Although the origins of the Internet trace back to the late 1960s, the more recently-developed Worldwide Web (“Web”), together with the long-established Usenet, have revolutionized accessibility to untold volumes of information in stored electronic form to a worldwide audience, including written, spoken (audio) and visual (imagery and video) information, both in archived and real-time formats. The Web provides information via interconnected Web pages that can be navigated through embedded hyperlinks. In short, the Web provides desktop access to a virtually unlimited library of information in almost every language. The Web has proven particularly helpful in facilitating on-line shopping by providing easy access to helpful information and to resources often unavailable in a conventional “brick and mortar” store.
Search engines have evolved in tempo with the increased usage of the Web to enable users to find and retrieve relevant Web content in an efficient and timely manner. As the amount and types of Web content has increased, the sophistication and accuracy of search engines has likewise improved. Search engines strive to provide responsive and quality search results. Determining quality is difficult, though, as the relevance of retrieved Web content is inherently subjective and dependent upon the interests, knowledge and attitudes of the user.
News messages available via the Usenet are cataloged into specific news groups and finding relevant content involves a straightforward searching of news groups and message lists. Web content, however, is not organized in a structured manner, such as by providing labels, clusters or categories that map Web content by shared property or meta characteristic. Search engines have evolved to help users find and retrieve relevant Web content, as well as news messages and other content types. Existing methods used by search engines are based on matching search query terms to terms indexed from Web pages. More advanced methods determine the importance of retrieved Web content using, for example, a hyperlink structure-based analysis, such as described in S. Brim and L. Page, “The Anatomy of a Large-Scale Hypertextual Search Engine,” (1998) and in U.S. Pat. No. 6,285,999, issued Sep. 4, 2001 to Page, the disclosures of which are incorporated by reference.

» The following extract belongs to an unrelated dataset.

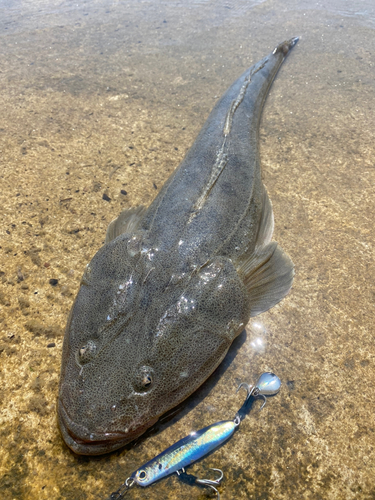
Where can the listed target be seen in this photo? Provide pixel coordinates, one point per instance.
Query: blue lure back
(197, 444)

Despite improvements in Web content searching, not all Web content is equally retrievable. For instance, some types of Web content are esoteric and may be referenced so infrequently that relatively few hyperlinks are available for a search engine to identify and exploit. Similarly, other types of Web content, such as advertisements, are short-lived and can change frequently, often making retrieval a matter of timing, rather than based on quality of match. Still other types of Web content, especially advertisements, are highly repetitive and duplicate a significant amount of content between individual Web pages.
One approach to searching poorly retrievable Web content resorts to basic text matching. Those types of Web content that tend to yield poor quality search results due to few hyperlink references, short duration or highly repetitive content, are grouped into a separate search corpus. Search results are then identified from the search corpus based on the quality of matching of search query terms to individual documents. The search results having the most text matches can be scored or ranked in quantitative terms by relative goodness of match.
Although text matching may yield relevant results, basic text matching suffers several drawbacks. First, the search query terms are treated in literal fashion and other relevant Web content may be overlooked or omitted. Similarly, search query terms or phrases may have different senses, which can result in an ambiguous search query. The score or rank only quantitatively reflects goodness of match and not quality of match. For example, a search engine could identify several documents in response to a search query requesting, “35 mm Camera.” However, only those documents substantively relating to particular camera models, versus camera accessories or film supplies, would be qualitatively better matches.
Therefore, there is a need for an approach to qualitatively scoring Web content identified through text matching based additionally on associated and weighted categories. Preferably, such an approach will score both the identified content and individual search query for quality of match to the categories.